Mit einem guten Leben hat die permanente Drangsalierung durch den Konzern ohnehin nur noch wenig zu tun. Das gute Leben, »La buena vida«, das hatte eigentlich schon ein Ende, als der fortschreitende Kohletagebau die Landschaft rund um Tamaquito zu zerstören begann und umweltbedingte Erkrankungen zunahmen. Aber noch lässt sich von Fluss und Wäldern leben - jedenfalls so lange, bis der Konzern angekündigte Pläne wahr macht und den Fluss umleitet. Am geplanten Siedlungsort Neu-Tamaquito aber pfeift der Wind, es ist heiß, staubig und trocken, das Wasser wegen hoher Mineralkonzentration für Menschen, Tier und Pflanzen ungenießbar und die Dörfler laufend in Gefahr, zwischen die Fronten von Armee, FARC-Guerilla und Schmugglerbanden zu geraten.

Aber wo mit Rohstoffen Geld zu machen ist und nur Wachstum um jeden Preis zählt, da können die Einheimischen noch so viel richtig machen, können die Nerven bewahren, selbstbewusst verhandeln und sich vor Konzern, Armee und Guerilla gleichermaßen hüten. Am Ende werden sie trotzdem den kürzeren ziehen, schon weil Bulldozer, Bagger und die drohende Wasserknappheit dem Jagen und Fischen ein Ende bereiten. Der Konzern aber lässt die Wayúu sitzen, kaum dass sie die Umsiedlungserklärung unterschrieben haben, und vom zuständigen Ministerium ist schon deshalb keine Hilfe zu erwarten, weil Kohle für Kolumbien eine wichtige Einnahmequelle ist.

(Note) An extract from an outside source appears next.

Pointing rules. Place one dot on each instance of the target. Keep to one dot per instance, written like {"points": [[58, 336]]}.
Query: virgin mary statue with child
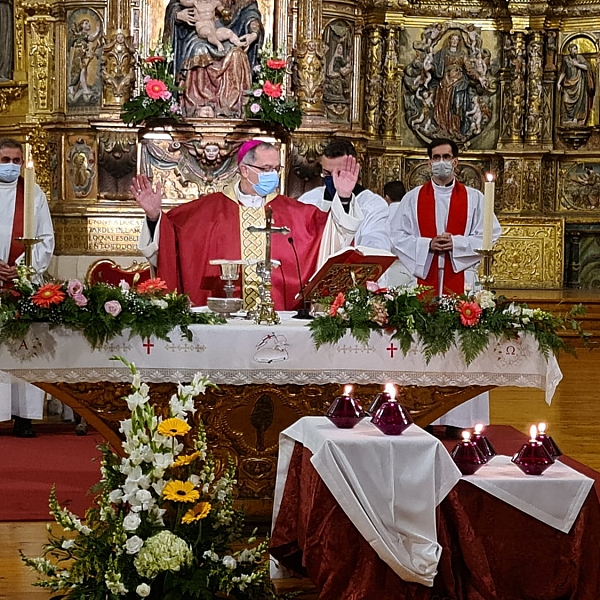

Dokumentarfilmer Jens Schanze hatte bereits zwei Filme über den deutschen Braunkohletagebau und seine Umsiedlungen gedreht, bevor er über eine Schweizer Nichtregierungsorganisation auf das Exportland Kolumbien stieß. Was er dort filmte, ist ein Skandal, der hierzulande Folgen haben sollte. Wie er es filmte, hat formal die selbe Unaufgeregtheit und Selbstverständlichkeit wie das Leben der Wayúu in den guten Zeiten, bevor sich in ihren Wäldern Kohle fand. »La buena vida« kommt mit wenig Musik aus und ganz ohne Kommentar, es sind allein Situation und Menschen, die hier wirken. Das gute Leben jedenfalls, das haben jetzt andere: ein Drittel der Produktion der Grube von El Cerrejón geht nach Deutschland. Auf Kosten der Wayúu.

»La buena vida - das gute Leben« feierte seine Deutschland-Premiere auf dem DOK.fest München und läuft seit Mai im Kino.